Unlike the pandemic of 1918 COVID-19, young healthy people aged between 20 and 40 had a high mortality rate. The mortality rate for Spanish influenza was about 2.5 per cent, but on the basis of the reported cases the mortality rate for COVID-19 is nearer than 3.4 per cent.
As COVID-19, isolation, quarantine, personal hygiene, use of disinfectors and public limits of meetings in compliance with the CDC were the key precautions against the pandemic in 1918.
How the coronavirus started?
Coronaviruses are a wide range of viruses named for their spikes. Coronaviruses have been transmitted in animals in rare cases and spread the virus to other humans. This is the case with Middle East Respiratory Syndrome, or MERS, and SARS, two much deadlier coronaviruses. This is what has happened with SARS.
COVID-19 was detected for the first time in December 2019 and was originally known as the new coronavirus. In Wuhan, China, a City of 11 million people, the first infection was linked to the market. How transmission unfolded still is uncertain, but a number of theories exist.
Some scientists believe that someone bought, consumed, got sick and infected other contaminated meat on the market.
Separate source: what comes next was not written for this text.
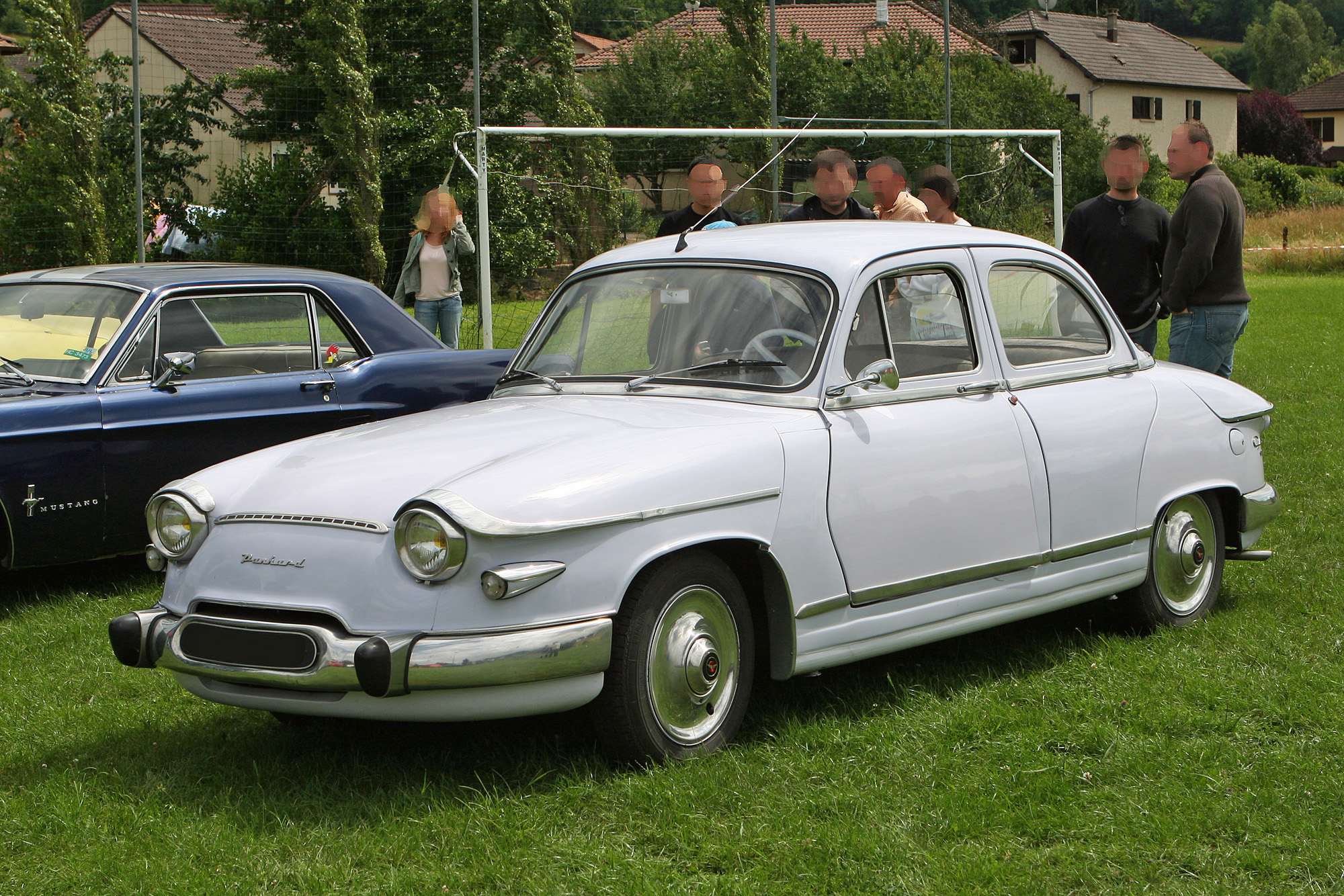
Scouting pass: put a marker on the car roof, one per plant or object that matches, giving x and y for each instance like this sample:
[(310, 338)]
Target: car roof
[(837, 249), (155, 275)]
Others claim the virus was bat-borne, transmitted to the intermediate species, and then to humans. Some scientists say that pangolins were perhaps the intermediate host.
How is the spread of coronavirus? How long is the surface coronavirus?
The virus is rapidly spreading from individual to individual and scientists still know how it spreads. According to the CDC, the virus spreads by respiratory outlet’s (similar to the cold or flu) between individuals in close contact with each other (about 6 feet).
According to the CDC, no evidence is available for the virus to be spread by food. However, a person may get the virus by touching the surface or object on which the virus is found and touching his / her own face. The risk of spreading foodstuffs or shipments delivered over days or weeks, according to the CDC, is likely to be very small.
Is the vaccine available? Can it handle the coronavirus?
No coronavirus drugs or vaccines, including COVID-19, are eligible. The symptoms caused by viruses are only treated by physicians.
The COVID-19 DNA was decoded and released by Chinese scientists and several U.S. and foreign pharmaceutical companies are working on developing vaccines. It has been predicted that a vaccine is ready for use within 12-18 months, by Dr. Anthony Fauci the Director of the National Institute of Allergy and Infectious Diseases.
How is this going to impact economy? Will it ever get back to the stock market?
The epidemic of COVID-19 is affecting the US economy more and more. The fears of viruses have reduced tourism and travel. Manufacturers were expected to export less to Asia and to Europe and lower imports of parts and retail products were expected to cause shortages in the USA.
The stock market has been wildly fluctuating. The industrial average Dow Jones lost 3,500 points in one week by the end of February, and Dow and S&P 500 have been the worst in one week since October 2008.
The Federal Reserve cut interest rates in the emergency response on March 3–the Federal Reserve’s first rate cut since the financial crisis deep in 2008 between scheduled meetings. The Fed has confirmed that it will keep track of developments.
Do I have to cancel my forthcoming events?
Concerts, shows, and events are postponed and businesses, museums, resorts, and theme parks are closed all over the world in order to prevent the virus from continuing to spread.